| There are several issues with relying solely on feature tests. Feature tests often need to span large parts of an application, so there is a often significant amount of overhead (both code and test-time) in repeating identical-except-for-one-value. Feature tests often can't test the corner cases of internal code. For example, one hallmark of quality software is that it degrades gracefully in the presence of unexpected inputs. So, while the UI might prevent out-of-range values, programmers often choose to also check value ranges at, for example, the top of a stored procedure. This means that you can't test that code with an app-level feature test because a correct UI won't let you enter values to trigger the stored proc's failure case. Another big issue is the combinatorial explosion.
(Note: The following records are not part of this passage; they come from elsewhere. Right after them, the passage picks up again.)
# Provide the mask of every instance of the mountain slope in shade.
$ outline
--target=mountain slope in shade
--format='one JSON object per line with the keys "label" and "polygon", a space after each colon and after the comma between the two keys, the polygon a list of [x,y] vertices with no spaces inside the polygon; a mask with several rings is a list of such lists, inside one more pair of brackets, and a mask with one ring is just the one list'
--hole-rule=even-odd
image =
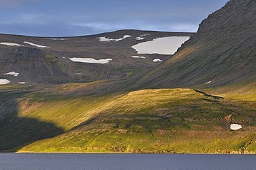
{"label": "mountain slope in shade", "polygon": [[[75,37],[0,34],[0,79],[37,84],[135,77],[160,64],[154,59],[164,61],[172,55],[143,54],[139,56],[144,58],[132,58],[138,55],[133,45],[160,37],[192,34],[134,30]],[[10,72],[19,76],[5,74]]]}
{"label": "mountain slope in shade", "polygon": [[231,0],[200,24],[174,57],[138,81],[137,87],[210,87],[256,75],[256,2]]}

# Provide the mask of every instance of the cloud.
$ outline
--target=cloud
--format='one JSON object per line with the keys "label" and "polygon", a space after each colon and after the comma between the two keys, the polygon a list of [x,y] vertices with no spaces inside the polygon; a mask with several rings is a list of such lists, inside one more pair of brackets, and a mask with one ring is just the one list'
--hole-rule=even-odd
{"label": "cloud", "polygon": [[15,8],[24,2],[38,2],[40,0],[0,0],[0,8]]}

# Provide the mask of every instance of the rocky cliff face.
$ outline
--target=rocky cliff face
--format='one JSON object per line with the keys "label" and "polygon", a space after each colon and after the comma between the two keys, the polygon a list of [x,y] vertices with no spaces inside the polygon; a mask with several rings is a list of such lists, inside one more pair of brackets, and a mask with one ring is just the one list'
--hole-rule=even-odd
{"label": "rocky cliff face", "polygon": [[255,79],[255,0],[230,1],[203,20],[174,57],[143,78],[138,86],[209,87]]}
{"label": "rocky cliff face", "polygon": [[[132,30],[62,38],[0,34],[0,80],[37,84],[129,79],[158,66],[154,59],[164,61],[172,56],[138,54],[133,45],[157,37],[192,34]],[[143,59],[131,57],[138,55]],[[100,64],[71,58],[109,61]],[[10,72],[19,74],[5,75]]]}

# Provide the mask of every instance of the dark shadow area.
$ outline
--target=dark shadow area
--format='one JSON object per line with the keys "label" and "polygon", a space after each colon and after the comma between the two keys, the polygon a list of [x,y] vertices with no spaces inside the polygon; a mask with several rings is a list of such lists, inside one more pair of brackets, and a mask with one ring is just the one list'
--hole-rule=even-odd
{"label": "dark shadow area", "polygon": [[[1,95],[1,98],[4,95]],[[53,123],[20,117],[15,99],[1,98],[0,103],[0,152],[19,151],[38,140],[54,137],[64,132]]]}

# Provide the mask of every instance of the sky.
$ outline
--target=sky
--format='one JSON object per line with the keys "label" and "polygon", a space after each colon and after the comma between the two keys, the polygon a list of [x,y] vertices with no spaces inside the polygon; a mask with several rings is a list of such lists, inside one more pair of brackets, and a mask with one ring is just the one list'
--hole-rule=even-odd
{"label": "sky", "polygon": [[196,32],[228,0],[0,0],[0,33],[89,35],[122,29]]}

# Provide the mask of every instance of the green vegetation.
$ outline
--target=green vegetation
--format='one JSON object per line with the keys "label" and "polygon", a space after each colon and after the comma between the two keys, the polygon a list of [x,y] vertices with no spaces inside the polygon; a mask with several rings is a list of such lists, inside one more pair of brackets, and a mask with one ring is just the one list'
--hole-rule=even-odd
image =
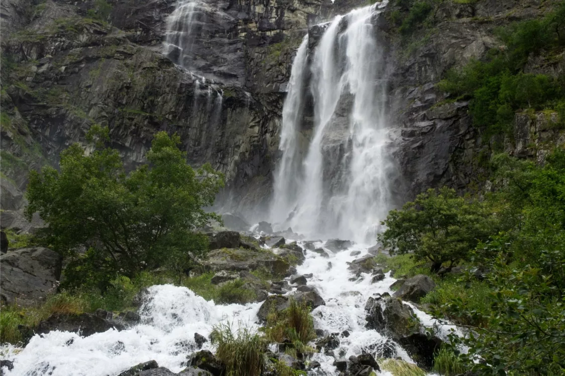
{"label": "green vegetation", "polygon": [[379,362],[381,369],[394,376],[425,376],[426,373],[415,364],[399,359],[385,359]]}
{"label": "green vegetation", "polygon": [[89,9],[86,14],[90,18],[106,21],[112,14],[113,8],[106,0],[95,0],[94,8]]}
{"label": "green vegetation", "polygon": [[93,131],[91,140],[100,139],[89,155],[74,144],[61,153],[60,172],[45,167],[29,176],[26,214],[39,212],[49,225],[42,241],[69,260],[66,284],[103,290],[118,275],[145,269],[182,273],[207,249],[195,229],[217,218],[202,207],[212,204],[223,176],[208,165],[193,170],[179,136],[164,132],[147,154],[150,168],[127,175],[118,151],[103,145],[107,129]]}
{"label": "green vegetation", "polygon": [[[389,267],[399,264],[408,276],[431,275],[437,286],[422,303],[431,303],[436,317],[470,330],[464,338],[451,337],[452,353],[438,354],[436,367],[444,374],[456,374],[460,366],[481,375],[560,374],[565,370],[565,149],[554,150],[541,166],[506,154],[495,156],[491,166],[495,191],[480,200],[457,198],[444,189],[392,211],[381,238],[403,254],[377,260]],[[475,225],[466,224],[469,218]],[[485,219],[488,226],[475,227]],[[460,260],[463,270],[436,275],[438,260],[446,271]],[[426,265],[435,267],[428,271]],[[462,343],[468,354],[457,351]],[[475,361],[480,359],[484,361]]]}
{"label": "green vegetation", "polygon": [[565,3],[542,19],[524,21],[499,29],[504,48],[493,49],[485,61],[473,61],[453,69],[438,84],[444,91],[471,100],[473,123],[487,136],[510,134],[514,114],[519,110],[557,110],[565,123],[565,75],[558,78],[526,73],[531,54],[557,56],[565,46]]}
{"label": "green vegetation", "polygon": [[228,322],[215,326],[211,338],[218,346],[216,356],[225,365],[228,376],[260,376],[266,349],[258,333],[242,325],[234,333]]}
{"label": "green vegetation", "polygon": [[392,254],[429,260],[437,272],[444,263],[451,267],[466,259],[479,240],[488,238],[494,224],[490,214],[481,202],[459,197],[453,189],[429,189],[389,213],[379,240]]}
{"label": "green vegetation", "polygon": [[444,347],[434,357],[433,370],[442,376],[457,376],[464,373],[467,367],[451,349]]}
{"label": "green vegetation", "polygon": [[316,338],[314,320],[306,302],[298,303],[291,298],[288,308],[277,312],[272,309],[267,317],[265,337],[271,342],[282,342],[290,339],[300,352],[303,344]]}

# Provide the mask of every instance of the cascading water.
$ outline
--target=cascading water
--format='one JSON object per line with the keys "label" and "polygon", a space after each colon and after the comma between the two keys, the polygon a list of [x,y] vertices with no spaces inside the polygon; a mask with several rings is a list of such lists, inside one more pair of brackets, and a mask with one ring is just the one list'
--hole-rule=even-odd
{"label": "cascading water", "polygon": [[[374,241],[380,220],[391,209],[385,67],[371,22],[377,7],[337,16],[311,51],[314,131],[302,164],[288,162],[296,158],[296,147],[288,143],[300,131],[296,114],[304,105],[302,97],[290,96],[304,83],[291,80],[271,211],[281,228],[310,237]],[[292,76],[304,70],[295,62]],[[289,187],[281,180],[296,178],[297,192],[281,189]]]}
{"label": "cascading water", "polygon": [[[298,244],[303,246],[301,242]],[[318,242],[315,246],[322,247],[323,242]],[[308,285],[315,287],[325,301],[325,306],[312,312],[315,328],[327,334],[347,330],[349,334],[340,337],[339,347],[333,351],[335,357],[323,353],[312,355],[310,361],[318,361],[321,366],[309,371],[308,376],[338,375],[339,371],[333,365],[336,358],[363,352],[379,357],[386,351],[389,357],[414,362],[401,346],[376,330],[365,328],[367,299],[376,293],[392,294],[389,286],[395,280],[388,273],[374,284],[370,274],[350,279],[352,273],[347,268],[348,263],[367,254],[367,249],[361,246],[337,254],[326,251],[330,255],[328,258],[307,253],[305,261],[297,271],[312,274]],[[352,256],[351,251],[361,254]],[[141,324],[121,331],[110,329],[88,337],[53,331],[34,335],[24,348],[3,345],[0,347],[0,358],[12,361],[14,368],[8,371],[5,368],[3,371],[8,376],[115,376],[140,363],[155,360],[160,366],[179,372],[186,367],[187,356],[198,350],[195,333],[207,337],[214,325],[226,320],[233,330],[240,325],[256,329],[260,304],[221,306],[206,302],[186,287],[154,286],[149,289],[140,309]],[[423,325],[436,324],[426,313],[411,306]],[[440,335],[445,337],[450,329],[444,326]],[[215,350],[210,342],[203,348]],[[393,376],[384,371],[377,374]]]}

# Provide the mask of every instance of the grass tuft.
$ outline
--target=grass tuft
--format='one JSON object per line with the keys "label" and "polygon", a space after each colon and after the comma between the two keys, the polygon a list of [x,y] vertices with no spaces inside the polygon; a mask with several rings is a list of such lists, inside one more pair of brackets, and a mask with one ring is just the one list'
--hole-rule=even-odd
{"label": "grass tuft", "polygon": [[264,366],[264,340],[244,326],[234,333],[229,322],[214,326],[212,343],[218,346],[216,357],[225,365],[227,376],[260,376]]}
{"label": "grass tuft", "polygon": [[425,376],[425,371],[415,364],[398,359],[385,359],[379,362],[381,369],[394,376]]}
{"label": "grass tuft", "polygon": [[456,376],[467,370],[461,360],[446,347],[442,348],[436,354],[433,369],[442,376]]}

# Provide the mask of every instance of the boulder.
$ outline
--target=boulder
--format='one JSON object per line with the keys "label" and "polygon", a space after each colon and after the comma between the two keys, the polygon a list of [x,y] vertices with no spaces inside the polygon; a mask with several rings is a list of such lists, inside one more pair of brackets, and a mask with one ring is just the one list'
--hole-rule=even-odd
{"label": "boulder", "polygon": [[398,343],[418,366],[427,370],[431,369],[434,354],[443,344],[443,341],[437,337],[428,337],[422,333],[413,333],[399,338]]}
{"label": "boulder", "polygon": [[221,220],[225,227],[234,231],[247,231],[251,228],[245,219],[232,213],[222,214]]}
{"label": "boulder", "polygon": [[305,276],[297,276],[290,278],[290,284],[292,285],[306,285],[308,280]]}
{"label": "boulder", "polygon": [[385,275],[383,273],[373,275],[371,278],[371,283],[375,284],[385,279]]}
{"label": "boulder", "polygon": [[350,240],[340,240],[340,239],[330,239],[325,242],[324,246],[332,251],[334,253],[337,253],[340,251],[344,251],[353,245],[353,242]]}
{"label": "boulder", "polygon": [[0,256],[0,302],[11,304],[18,299],[29,306],[44,299],[56,288],[62,258],[42,247],[22,248]]}
{"label": "boulder", "polygon": [[194,333],[194,342],[198,348],[202,348],[202,345],[208,342],[205,337],[198,333]]}
{"label": "boulder", "polygon": [[237,248],[241,241],[241,235],[236,231],[220,231],[215,235],[208,236],[208,249]]}
{"label": "boulder", "polygon": [[135,374],[135,376],[176,376],[177,374],[164,367],[146,369]]}
{"label": "boulder", "polygon": [[0,376],[4,375],[4,368],[6,367],[8,371],[14,369],[14,362],[7,360],[0,360]]}
{"label": "boulder", "polygon": [[264,232],[267,235],[273,233],[273,228],[271,226],[271,224],[264,221],[259,223],[259,225],[257,226],[255,231],[259,233]]}
{"label": "boulder", "polygon": [[3,231],[0,231],[0,253],[6,253],[8,251],[8,247],[10,246],[10,242],[8,241],[8,237]]}
{"label": "boulder", "polygon": [[217,272],[253,271],[266,269],[275,276],[286,275],[290,269],[289,262],[267,250],[221,249],[208,253],[207,259],[202,263],[205,269]]}
{"label": "boulder", "polygon": [[392,290],[393,291],[397,290],[401,287],[402,287],[402,285],[403,285],[404,282],[406,281],[406,280],[404,279],[403,278],[399,278],[396,281],[395,281],[394,283],[393,283],[392,285],[390,285],[390,286],[389,286],[389,289],[390,289],[390,290]]}
{"label": "boulder", "polygon": [[186,367],[177,375],[177,376],[212,376],[212,374],[208,371],[194,366]]}
{"label": "boulder", "polygon": [[305,285],[301,285],[296,287],[297,291],[299,291],[301,293],[309,293],[310,291],[314,291],[315,293],[318,293],[318,290],[313,286],[306,286]]}
{"label": "boulder", "polygon": [[347,268],[355,273],[371,273],[373,268],[377,266],[373,256],[364,256],[356,259],[349,264]]}
{"label": "boulder", "polygon": [[110,329],[123,330],[123,324],[111,321],[92,313],[53,313],[39,323],[36,333],[44,334],[52,330],[72,331],[82,337],[101,333]]}
{"label": "boulder", "polygon": [[327,252],[324,250],[323,248],[316,248],[312,251],[318,254],[319,255],[321,255],[322,257],[325,257],[325,258],[329,257],[329,255],[328,254]]}
{"label": "boulder", "polygon": [[141,322],[141,316],[133,311],[120,312],[118,317],[119,321],[128,325],[134,325]]}
{"label": "boulder", "polygon": [[282,362],[286,366],[290,367],[293,369],[303,370],[306,368],[304,365],[304,362],[301,361],[288,354],[280,354],[279,356],[279,361]]}
{"label": "boulder", "polygon": [[333,365],[337,369],[338,371],[342,372],[347,369],[347,360],[345,358],[340,358],[333,361]]}
{"label": "boulder", "polygon": [[257,317],[260,321],[266,321],[267,316],[271,309],[280,312],[288,308],[288,297],[280,295],[269,295],[259,308]]}
{"label": "boulder", "polygon": [[316,350],[321,351],[327,355],[333,356],[333,350],[340,347],[340,337],[338,333],[332,333],[329,335],[316,341]]}
{"label": "boulder", "polygon": [[419,274],[406,280],[393,296],[418,303],[420,298],[425,296],[435,287],[436,284],[431,278],[423,274]]}
{"label": "boulder", "polygon": [[[325,302],[315,291],[298,293],[292,295],[292,297],[298,303],[302,303],[305,302],[310,306],[311,311],[320,306],[325,305]],[[289,305],[290,298],[280,295],[269,295],[259,307],[259,311],[257,312],[257,317],[260,321],[265,321],[267,320],[267,316],[272,309],[275,309],[277,312],[286,309]]]}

If you have a processing pipeline, like filters in a sound or image processing app or validation and authorization checks in a line-of-business app, the number of configuration and data values that need to be tested for each stage needs multiply together if you only feature test. Unit testing allows you to make sure each of the stages works "well enough"[1], then you can use far fewer integration and feature tests to make sure that the stages cooperate properly and that system requirements are met (two overlapping, but different, concerns). [1] However the engineer, team or industry defines "well enough". [Edit: split up the wall 'o text] |
Time-consuming nature of feature tests can be an issue, but often is mitigated by automated testing on commit, merge, etc. But not always of course.
I agree with combinatorial explosion however it can sometimes be mitigated by procedurally generating tests.